Pyongyang: no carrier
HYPOTHESIS: Anyone who uses the word “cyberwar” where they could use the phrase “network security” is one or more of the following – a) incompetent to discuss the issue, b) trying to sell something to members of a), c) lying.
EVIDENCE: This ridiculous drivel at the sad husk of what DefenseTech used to be before Wired hired all the talented people and just left the right-wing mouthbreathers. North Korea is the third strongest threat to U.S. and allied information security? Seriously?
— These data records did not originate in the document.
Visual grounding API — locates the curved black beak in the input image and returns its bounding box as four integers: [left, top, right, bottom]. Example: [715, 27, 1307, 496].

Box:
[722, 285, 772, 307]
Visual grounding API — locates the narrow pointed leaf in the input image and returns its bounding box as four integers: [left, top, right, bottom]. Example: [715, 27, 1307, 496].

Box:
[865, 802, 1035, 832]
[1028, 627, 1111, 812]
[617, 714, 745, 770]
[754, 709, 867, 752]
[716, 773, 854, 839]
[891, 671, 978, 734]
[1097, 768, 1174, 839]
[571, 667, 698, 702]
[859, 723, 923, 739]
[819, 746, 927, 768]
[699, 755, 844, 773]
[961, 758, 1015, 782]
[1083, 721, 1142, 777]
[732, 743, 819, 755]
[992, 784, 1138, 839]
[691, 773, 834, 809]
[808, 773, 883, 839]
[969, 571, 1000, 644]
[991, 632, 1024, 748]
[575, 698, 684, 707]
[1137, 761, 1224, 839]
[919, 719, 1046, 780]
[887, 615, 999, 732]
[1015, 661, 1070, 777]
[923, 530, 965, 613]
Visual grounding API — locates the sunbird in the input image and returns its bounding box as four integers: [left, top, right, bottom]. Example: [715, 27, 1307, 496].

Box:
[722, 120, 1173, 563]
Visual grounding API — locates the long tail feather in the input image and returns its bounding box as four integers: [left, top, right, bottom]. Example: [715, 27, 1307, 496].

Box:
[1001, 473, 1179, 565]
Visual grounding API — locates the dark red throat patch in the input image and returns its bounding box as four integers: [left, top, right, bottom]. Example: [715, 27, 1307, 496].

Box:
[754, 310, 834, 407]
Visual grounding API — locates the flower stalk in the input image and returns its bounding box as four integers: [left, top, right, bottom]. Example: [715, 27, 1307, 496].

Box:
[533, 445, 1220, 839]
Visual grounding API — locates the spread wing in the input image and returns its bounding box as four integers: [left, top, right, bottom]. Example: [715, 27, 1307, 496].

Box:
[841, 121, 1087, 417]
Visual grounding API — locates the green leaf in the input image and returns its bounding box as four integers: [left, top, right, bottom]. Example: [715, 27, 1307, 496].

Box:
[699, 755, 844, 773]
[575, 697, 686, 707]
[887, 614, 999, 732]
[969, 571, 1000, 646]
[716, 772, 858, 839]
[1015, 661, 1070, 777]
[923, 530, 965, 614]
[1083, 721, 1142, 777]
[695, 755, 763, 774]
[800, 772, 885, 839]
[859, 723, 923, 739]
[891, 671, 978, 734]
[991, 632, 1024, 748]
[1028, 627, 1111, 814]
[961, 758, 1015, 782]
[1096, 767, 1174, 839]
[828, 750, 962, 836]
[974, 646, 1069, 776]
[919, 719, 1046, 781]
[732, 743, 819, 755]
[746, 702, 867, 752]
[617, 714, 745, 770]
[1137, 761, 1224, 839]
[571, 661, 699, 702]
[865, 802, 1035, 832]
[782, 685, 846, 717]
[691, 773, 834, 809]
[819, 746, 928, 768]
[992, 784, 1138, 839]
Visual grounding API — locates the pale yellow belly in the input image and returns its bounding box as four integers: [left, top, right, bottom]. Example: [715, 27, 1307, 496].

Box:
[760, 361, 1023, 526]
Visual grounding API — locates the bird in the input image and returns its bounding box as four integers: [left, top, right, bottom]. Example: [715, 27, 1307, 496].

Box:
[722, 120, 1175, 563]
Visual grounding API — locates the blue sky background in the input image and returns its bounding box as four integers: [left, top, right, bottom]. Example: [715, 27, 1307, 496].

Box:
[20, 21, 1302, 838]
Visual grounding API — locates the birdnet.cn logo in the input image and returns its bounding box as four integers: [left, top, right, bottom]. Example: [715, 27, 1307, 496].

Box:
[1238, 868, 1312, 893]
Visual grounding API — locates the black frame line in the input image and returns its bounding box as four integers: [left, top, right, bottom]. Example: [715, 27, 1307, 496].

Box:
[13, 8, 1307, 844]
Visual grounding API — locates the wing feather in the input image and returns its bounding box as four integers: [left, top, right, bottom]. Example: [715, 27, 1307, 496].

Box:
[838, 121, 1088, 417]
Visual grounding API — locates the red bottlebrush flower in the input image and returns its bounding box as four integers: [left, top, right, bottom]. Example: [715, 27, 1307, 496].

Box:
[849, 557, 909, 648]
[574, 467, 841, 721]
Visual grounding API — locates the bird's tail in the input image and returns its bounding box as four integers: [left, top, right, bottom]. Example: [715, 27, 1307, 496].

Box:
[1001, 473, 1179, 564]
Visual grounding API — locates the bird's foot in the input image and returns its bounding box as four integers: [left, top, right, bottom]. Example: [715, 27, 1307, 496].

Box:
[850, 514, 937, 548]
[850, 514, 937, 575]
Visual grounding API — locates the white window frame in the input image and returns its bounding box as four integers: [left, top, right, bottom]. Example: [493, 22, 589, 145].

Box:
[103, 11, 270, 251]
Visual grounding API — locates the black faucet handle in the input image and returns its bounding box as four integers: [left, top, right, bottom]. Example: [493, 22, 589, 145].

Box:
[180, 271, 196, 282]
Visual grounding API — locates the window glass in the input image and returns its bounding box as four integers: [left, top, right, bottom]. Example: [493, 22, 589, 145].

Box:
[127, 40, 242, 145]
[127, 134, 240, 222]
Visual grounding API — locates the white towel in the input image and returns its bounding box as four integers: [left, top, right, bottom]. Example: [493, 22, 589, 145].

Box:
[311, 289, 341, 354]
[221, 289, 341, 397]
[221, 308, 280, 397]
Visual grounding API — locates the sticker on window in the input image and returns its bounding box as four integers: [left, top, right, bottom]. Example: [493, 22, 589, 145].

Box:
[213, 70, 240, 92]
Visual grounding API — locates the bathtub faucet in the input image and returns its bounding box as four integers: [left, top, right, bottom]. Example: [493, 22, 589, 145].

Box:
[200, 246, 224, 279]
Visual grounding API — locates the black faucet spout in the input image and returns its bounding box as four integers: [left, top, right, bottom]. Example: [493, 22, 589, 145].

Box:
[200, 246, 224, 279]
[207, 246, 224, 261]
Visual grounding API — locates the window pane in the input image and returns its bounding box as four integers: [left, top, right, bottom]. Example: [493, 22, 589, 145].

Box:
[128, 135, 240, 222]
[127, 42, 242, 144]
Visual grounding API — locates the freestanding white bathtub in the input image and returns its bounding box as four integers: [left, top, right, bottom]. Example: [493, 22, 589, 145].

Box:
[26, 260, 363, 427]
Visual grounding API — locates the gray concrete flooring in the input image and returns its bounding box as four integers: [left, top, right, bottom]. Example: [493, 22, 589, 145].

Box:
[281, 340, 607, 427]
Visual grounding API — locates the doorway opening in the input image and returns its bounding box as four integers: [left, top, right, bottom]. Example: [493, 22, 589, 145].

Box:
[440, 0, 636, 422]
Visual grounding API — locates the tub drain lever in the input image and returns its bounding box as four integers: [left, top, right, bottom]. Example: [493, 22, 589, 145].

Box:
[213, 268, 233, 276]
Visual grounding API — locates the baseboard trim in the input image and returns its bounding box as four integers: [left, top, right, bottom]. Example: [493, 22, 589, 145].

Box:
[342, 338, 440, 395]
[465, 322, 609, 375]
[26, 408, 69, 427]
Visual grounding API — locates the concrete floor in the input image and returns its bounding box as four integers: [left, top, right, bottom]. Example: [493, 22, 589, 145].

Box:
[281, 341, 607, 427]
North Korea doesn’t even have redundant submarine cable connectivity. (Now, South Korea would be a truly formidable enemy, with all those people from Samsung, KTF, SKTel, LG etc…)
And where are the real cyber-attackers? “Cyberwar” is still a PowerPoint presentation, but attacks on IT systems are as common as spilt beer, and they come from non-state actors. But there is no sign of, say, the RBN, the Storm botnet, or indeed anyone else. In fact, the best demonstration of my point would be this quote:
It is important to remember: this is Cyber Warfare 1.0. The next iterative release is on the whiteboards of think-tanks right now.
Indeed. Not in national signals-intelligence agencies, or on the IRC channels of disgruntled hackers, but other think-tanks. The real enemy is your rival in the budget wars.